И вот истекли эти «малюсенькие 11 лет», и Ванечка, вернее уже Иван, явился, чтобы расколдовать Елену Прекрасную, лишить её лягушкиной кожи. И взять в жёны…

 

Сказать, что я была в шоке от услышанного, ничего не сказать. Я была придавлена, раздавлена, оглушена, проще говоря, невменяема. Целую тыщу лет.

А потом кусочками, дольками вернулась в этот мир, собрала себя в кулак, и посмотрела. И увидела два небесно-голубых озера, тревожно-вопросительно застывшие в ожидании: нырнёт или пройдёт стороной?

Я была в растерянности. Потоки разноречивых мыслей распирали голову, и каждая норовила выпятить себя, как самую правую.

Одни советовали мне: рассмейся в лицо, назови всё детской глупостью, и выстави вон…

Другие требовали: выкажи свою ярость за те моральные муки, что испытывала, находясь под «проклятьем»…

Третьи страстно нашёптывали: плюнь на всё, ныряй! Тебя так любят! Проверено временем…

Четвёртые… пятые…

– Лена…

– Да?

– Поставим точку? Как в сказке…

– А как в сказке?

– Пир горой. Они жили долго и счастливо и умерли в один день. Ой, самое главное забыли! – Иван вскочил, приблизился. – Встань. Быстрее, быстрее, а то сила волшебная иссякнет…

Я только начала приподниматься, как Иван сжал мои плечи, вскинул моё обмякшее тело, крепко обнял.

– Что... – сорвалось с моих губ.

– Волшебный поцелуй Ивана-царевича.

Боже, что это был за поцелуй! Явился хозяин участка…

И я нырнула…

 

ЭПИЛОГ

Я жена!

Не закисшая старая дева, а счастливая замужняя женщина! Любимая и любящая. Да, я люблю! Боже! какое это восхитительное чувство! Это не тот минутный всплеск, который был у меня при знакомстве с Маратом, это иное Большое Настоящее Чувство. В библии есть такой персонаж Иоанн Предтеча. Так вот Марат для меня был Предтечей: он посеял во мне зёрна веры в любовь, подготовил почву для явления Христа, то бишь моего Ванечки. Я укрепилась в вере: есть Любовь, есть!

Я жена уже 8 дней 11 часов и 47 минут. У нас с Ванечкой медовый месяц, и он привёз меня сюда в горы – наше свадебное путешествие. Мы лежим сейчас поверх пледа на альпийском лугу, внизу в ущелье рокочет речка, а вверху сверкают заснеженные вершины.

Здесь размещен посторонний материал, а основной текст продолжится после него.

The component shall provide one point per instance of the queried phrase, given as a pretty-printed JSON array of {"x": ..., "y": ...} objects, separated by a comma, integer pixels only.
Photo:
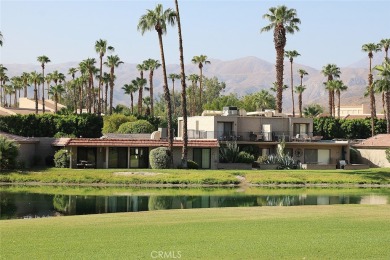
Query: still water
[{"x": 30, "y": 203}]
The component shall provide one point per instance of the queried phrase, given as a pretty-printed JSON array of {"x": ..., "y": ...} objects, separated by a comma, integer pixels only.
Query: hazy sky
[{"x": 65, "y": 31}]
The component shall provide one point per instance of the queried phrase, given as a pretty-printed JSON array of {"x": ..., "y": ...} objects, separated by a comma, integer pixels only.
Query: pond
[{"x": 33, "y": 202}]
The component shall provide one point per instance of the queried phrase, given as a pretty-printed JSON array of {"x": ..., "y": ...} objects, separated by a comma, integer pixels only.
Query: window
[{"x": 202, "y": 156}]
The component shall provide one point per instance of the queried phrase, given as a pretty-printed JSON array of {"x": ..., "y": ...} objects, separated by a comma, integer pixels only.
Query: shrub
[
  {"x": 192, "y": 165},
  {"x": 62, "y": 159},
  {"x": 159, "y": 158},
  {"x": 9, "y": 151},
  {"x": 137, "y": 127},
  {"x": 244, "y": 157}
]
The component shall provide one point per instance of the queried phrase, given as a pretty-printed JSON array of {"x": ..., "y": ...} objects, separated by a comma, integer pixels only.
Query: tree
[
  {"x": 173, "y": 77},
  {"x": 385, "y": 43},
  {"x": 331, "y": 71},
  {"x": 384, "y": 77},
  {"x": 158, "y": 19},
  {"x": 299, "y": 90},
  {"x": 35, "y": 78},
  {"x": 152, "y": 65},
  {"x": 312, "y": 110},
  {"x": 43, "y": 60},
  {"x": 113, "y": 61},
  {"x": 282, "y": 20},
  {"x": 9, "y": 151},
  {"x": 56, "y": 91},
  {"x": 129, "y": 90},
  {"x": 200, "y": 60},
  {"x": 101, "y": 48},
  {"x": 291, "y": 55},
  {"x": 183, "y": 90},
  {"x": 370, "y": 48}
]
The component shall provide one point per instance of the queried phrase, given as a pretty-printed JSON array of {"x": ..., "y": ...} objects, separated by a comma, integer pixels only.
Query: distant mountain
[{"x": 242, "y": 76}]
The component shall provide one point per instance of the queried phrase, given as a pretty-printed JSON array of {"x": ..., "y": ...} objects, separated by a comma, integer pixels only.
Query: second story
[{"x": 238, "y": 125}]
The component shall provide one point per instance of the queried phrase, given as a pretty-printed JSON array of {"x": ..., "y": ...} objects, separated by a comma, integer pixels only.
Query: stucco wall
[{"x": 373, "y": 157}]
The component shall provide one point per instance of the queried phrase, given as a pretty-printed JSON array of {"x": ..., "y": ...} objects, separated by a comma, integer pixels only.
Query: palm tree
[
  {"x": 129, "y": 90},
  {"x": 43, "y": 60},
  {"x": 35, "y": 78},
  {"x": 331, "y": 71},
  {"x": 152, "y": 65},
  {"x": 370, "y": 48},
  {"x": 299, "y": 90},
  {"x": 384, "y": 74},
  {"x": 183, "y": 92},
  {"x": 200, "y": 60},
  {"x": 141, "y": 68},
  {"x": 172, "y": 77},
  {"x": 282, "y": 20},
  {"x": 385, "y": 43},
  {"x": 56, "y": 91},
  {"x": 158, "y": 19},
  {"x": 113, "y": 61},
  {"x": 291, "y": 55},
  {"x": 101, "y": 48}
]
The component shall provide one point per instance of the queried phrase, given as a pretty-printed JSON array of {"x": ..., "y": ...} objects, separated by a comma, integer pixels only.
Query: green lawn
[
  {"x": 301, "y": 232},
  {"x": 200, "y": 177}
]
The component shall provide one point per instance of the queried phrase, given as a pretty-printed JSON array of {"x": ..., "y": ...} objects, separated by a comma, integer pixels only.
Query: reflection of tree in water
[
  {"x": 160, "y": 202},
  {"x": 7, "y": 206}
]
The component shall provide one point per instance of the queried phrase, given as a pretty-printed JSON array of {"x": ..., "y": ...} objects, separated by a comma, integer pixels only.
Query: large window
[{"x": 202, "y": 156}]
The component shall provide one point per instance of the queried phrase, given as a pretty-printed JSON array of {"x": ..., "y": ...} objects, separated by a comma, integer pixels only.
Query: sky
[{"x": 66, "y": 31}]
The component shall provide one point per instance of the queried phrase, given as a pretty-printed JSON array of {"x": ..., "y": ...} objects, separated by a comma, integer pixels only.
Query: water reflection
[{"x": 28, "y": 205}]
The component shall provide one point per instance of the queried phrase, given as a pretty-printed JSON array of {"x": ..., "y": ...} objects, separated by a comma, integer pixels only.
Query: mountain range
[{"x": 242, "y": 76}]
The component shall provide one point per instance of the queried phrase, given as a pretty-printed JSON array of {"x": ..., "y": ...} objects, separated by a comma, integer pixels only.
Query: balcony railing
[{"x": 274, "y": 136}]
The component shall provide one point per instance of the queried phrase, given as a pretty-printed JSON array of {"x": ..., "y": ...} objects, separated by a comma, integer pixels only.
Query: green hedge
[{"x": 47, "y": 125}]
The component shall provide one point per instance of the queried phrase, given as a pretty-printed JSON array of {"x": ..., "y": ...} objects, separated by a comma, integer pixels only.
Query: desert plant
[
  {"x": 62, "y": 159},
  {"x": 159, "y": 158}
]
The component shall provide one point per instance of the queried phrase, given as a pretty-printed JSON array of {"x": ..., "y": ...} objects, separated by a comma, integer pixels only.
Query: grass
[
  {"x": 301, "y": 232},
  {"x": 374, "y": 176}
]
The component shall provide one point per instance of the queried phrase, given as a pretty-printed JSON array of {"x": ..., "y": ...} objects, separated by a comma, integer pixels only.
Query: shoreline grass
[
  {"x": 299, "y": 232},
  {"x": 177, "y": 177}
]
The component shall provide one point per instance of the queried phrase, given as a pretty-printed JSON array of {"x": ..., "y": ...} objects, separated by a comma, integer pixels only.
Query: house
[
  {"x": 372, "y": 150},
  {"x": 263, "y": 131}
]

Я смотрю на обнажённое загорелое мускулистое тело Ванечки и думаю. Нет, не о том, что меня осуждают знакомые – старуха подцепила мальчишку... Плевать мне с вершин Ала-Тоо на эти разговоры! Ибо, как в той песне «разговоры стихнут скоро, а любовь останется». Я думаю о том, что в лепёшку расшибусь, но сделаю так, чтобы мой Ванечка был счастлив, чтобы НИКОГДА не споткнулся о камень, именуемый «12 лет разницы».

И ещё я, глупая, вспоминаю ярко, красочно, как 12 лет назад завязывала шнурки на ботиночках Ванечки, помогала надеть рукавички, вытирала сопельки, помогала достать из штанишек «петушок»…А теперь этот «петушок» о-го-го какой! Источник наслаждения!

Как я кричала в первую ночь здесь на горной вершине под звёздным небом в медовой духмяной траве! Горы сходили с ума от моего крика Любви!

В новостях случайно не говорили о неожиданных сходах снежных лавин?